Eight months after her transplant, everything is different. Stuck in summer school with the underachievers, all she wants to do now is grab her surfboard and hit the waves—which is strange, because she wasn’t interested in surfing before her transplant. (It doesn’t hurt that her instructor, Kai, is seriously good-looking.)
And that’s not all that’s strange. There’s also the vivid recurring nightmare about crashing a motorcycle in a tunnel and memories of people and places she doesn’t recognize.
Is there something wrong with her head now, too, or is there another explanation for what she’s experiencing?”
Okay, y’all stick with me as I try to formulate the best way to review this beautiful story. I know I won’t do it justice, but I am going to try…
In 2019, my sister-in-law, Payton, passed away from a heart defect. She was 19 years old and had a massive heart attack while heading out the door with her boyfriend. She had just graduated from high school and all set to start college in August. She was full of life and love and such pure happiness. She was a vegetarian, played sports, and took care of herself. But, with a hole in her heart, she didn’t stand a chance.
Grief is a normal thing, and in grief, we can often find ourselves wondering where our loved one would be if they hadn’t died. Would they be fulfilling their dreams and making the world a better place? Maybe if Payton had a heart transplant she would in the middle of her sophomore year, driving her jeep too fast down the highway with her dogs in the back seat.
I knew when I started EVERYTHING I THOUGHT I KNEW that it would be a book that I would love, but I had no idea just how much I would love it. How poignant the entire story was to my life and my family’s grief. Takaoka wrote such a creative and reflective story that I couldn’t put it down — I sat down to read a few pages, and then it morphed into 150 pages. I couldn’t sleep, so I read another 100 pages.
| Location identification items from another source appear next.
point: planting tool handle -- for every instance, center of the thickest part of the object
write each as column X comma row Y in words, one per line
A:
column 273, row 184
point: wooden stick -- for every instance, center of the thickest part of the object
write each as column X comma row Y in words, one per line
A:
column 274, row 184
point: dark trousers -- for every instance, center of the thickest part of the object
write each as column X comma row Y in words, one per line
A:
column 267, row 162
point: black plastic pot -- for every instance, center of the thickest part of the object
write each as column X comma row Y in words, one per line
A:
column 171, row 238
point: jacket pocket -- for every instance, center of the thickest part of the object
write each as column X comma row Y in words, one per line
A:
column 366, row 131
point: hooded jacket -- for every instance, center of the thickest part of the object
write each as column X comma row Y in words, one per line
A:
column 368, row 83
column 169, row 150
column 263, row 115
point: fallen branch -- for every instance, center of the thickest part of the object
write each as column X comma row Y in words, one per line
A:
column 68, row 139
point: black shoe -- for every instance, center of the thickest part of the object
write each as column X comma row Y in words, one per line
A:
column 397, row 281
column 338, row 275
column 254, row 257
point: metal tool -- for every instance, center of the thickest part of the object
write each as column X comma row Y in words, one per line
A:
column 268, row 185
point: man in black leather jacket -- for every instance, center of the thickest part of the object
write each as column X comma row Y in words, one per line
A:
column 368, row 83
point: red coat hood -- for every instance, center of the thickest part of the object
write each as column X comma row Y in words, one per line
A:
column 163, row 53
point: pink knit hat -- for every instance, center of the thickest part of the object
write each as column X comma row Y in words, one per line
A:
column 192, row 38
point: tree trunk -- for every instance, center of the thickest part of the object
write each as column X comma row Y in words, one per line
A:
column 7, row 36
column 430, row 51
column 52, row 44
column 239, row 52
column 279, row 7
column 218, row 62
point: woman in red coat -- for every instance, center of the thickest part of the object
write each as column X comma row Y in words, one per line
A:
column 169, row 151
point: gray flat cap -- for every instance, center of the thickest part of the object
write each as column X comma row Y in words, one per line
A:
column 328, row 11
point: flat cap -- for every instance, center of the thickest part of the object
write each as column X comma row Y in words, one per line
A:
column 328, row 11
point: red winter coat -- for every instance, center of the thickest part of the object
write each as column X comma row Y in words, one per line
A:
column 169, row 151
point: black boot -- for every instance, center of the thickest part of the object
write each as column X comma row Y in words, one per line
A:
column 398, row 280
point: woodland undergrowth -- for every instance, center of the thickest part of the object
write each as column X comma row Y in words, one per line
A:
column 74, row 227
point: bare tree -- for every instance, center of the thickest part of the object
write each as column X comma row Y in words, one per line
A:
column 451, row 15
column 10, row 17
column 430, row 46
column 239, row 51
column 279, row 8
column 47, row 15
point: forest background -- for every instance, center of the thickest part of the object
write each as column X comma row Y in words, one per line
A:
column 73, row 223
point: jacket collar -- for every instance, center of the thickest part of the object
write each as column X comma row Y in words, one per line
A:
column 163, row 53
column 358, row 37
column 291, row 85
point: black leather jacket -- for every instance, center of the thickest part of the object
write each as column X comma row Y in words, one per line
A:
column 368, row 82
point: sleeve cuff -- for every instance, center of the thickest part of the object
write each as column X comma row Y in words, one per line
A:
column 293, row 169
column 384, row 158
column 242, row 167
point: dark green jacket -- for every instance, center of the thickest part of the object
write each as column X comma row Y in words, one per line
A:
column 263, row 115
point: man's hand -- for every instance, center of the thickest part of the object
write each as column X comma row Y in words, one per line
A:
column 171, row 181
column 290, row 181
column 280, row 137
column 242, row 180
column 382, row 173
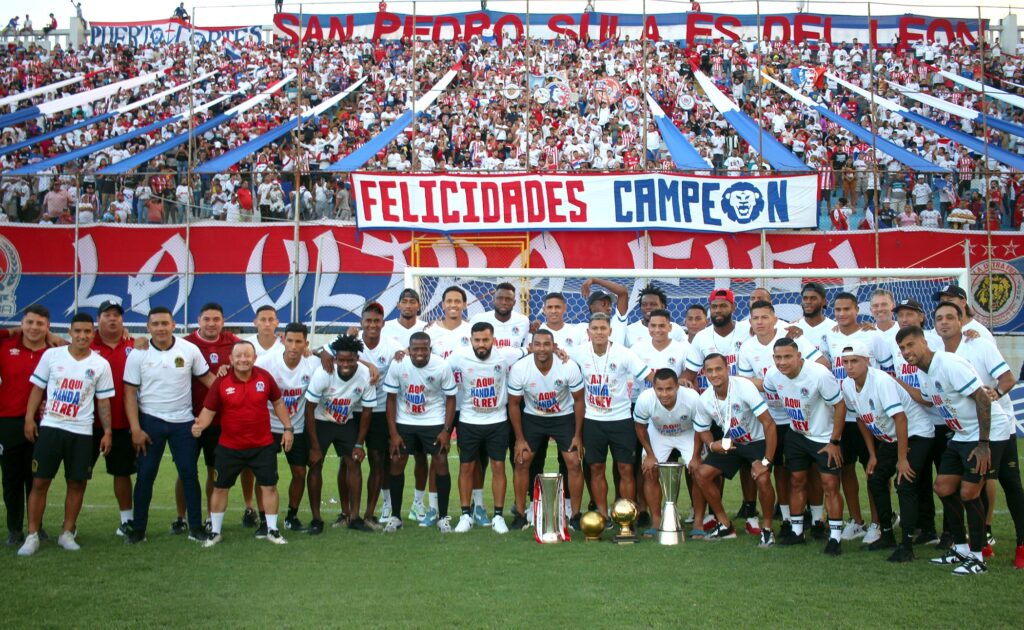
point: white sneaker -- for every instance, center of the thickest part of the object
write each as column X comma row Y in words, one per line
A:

Then I sat down this morning to read the last 50 pages while drinking coffee and crying about a book that I truly felt in my heart.
This book also firmly cemented my feelings on organ donation. I have been an organ donor since I was 18 and convinced my husband to sign up as a donor shortly after we started dating. I know there are a lot of reasons while people can’t do that, and I get it. But, for me, once I’m gone I don’t need my organs. And if my donation could potentially save the life of a 19-year-old girl who is just beginning her life then I’m okay with that.
If you haven’t noticed, I loved EVERYTHING I THOUGHT I KNEW and I gave it five-stars. It was published on October 13, 2020, and can be ordered from your local bookstore.
2 responses to “Everything I Thought I Knew”
Love this premise! And I too believe we should all be organ donors- hubby and all three young adult children of mine are registered. If only everyone would- think of the lives that would be saved.
Wonderful review that brought tears to my own eyes! It is beautiful when you find something that rings so close to your heart!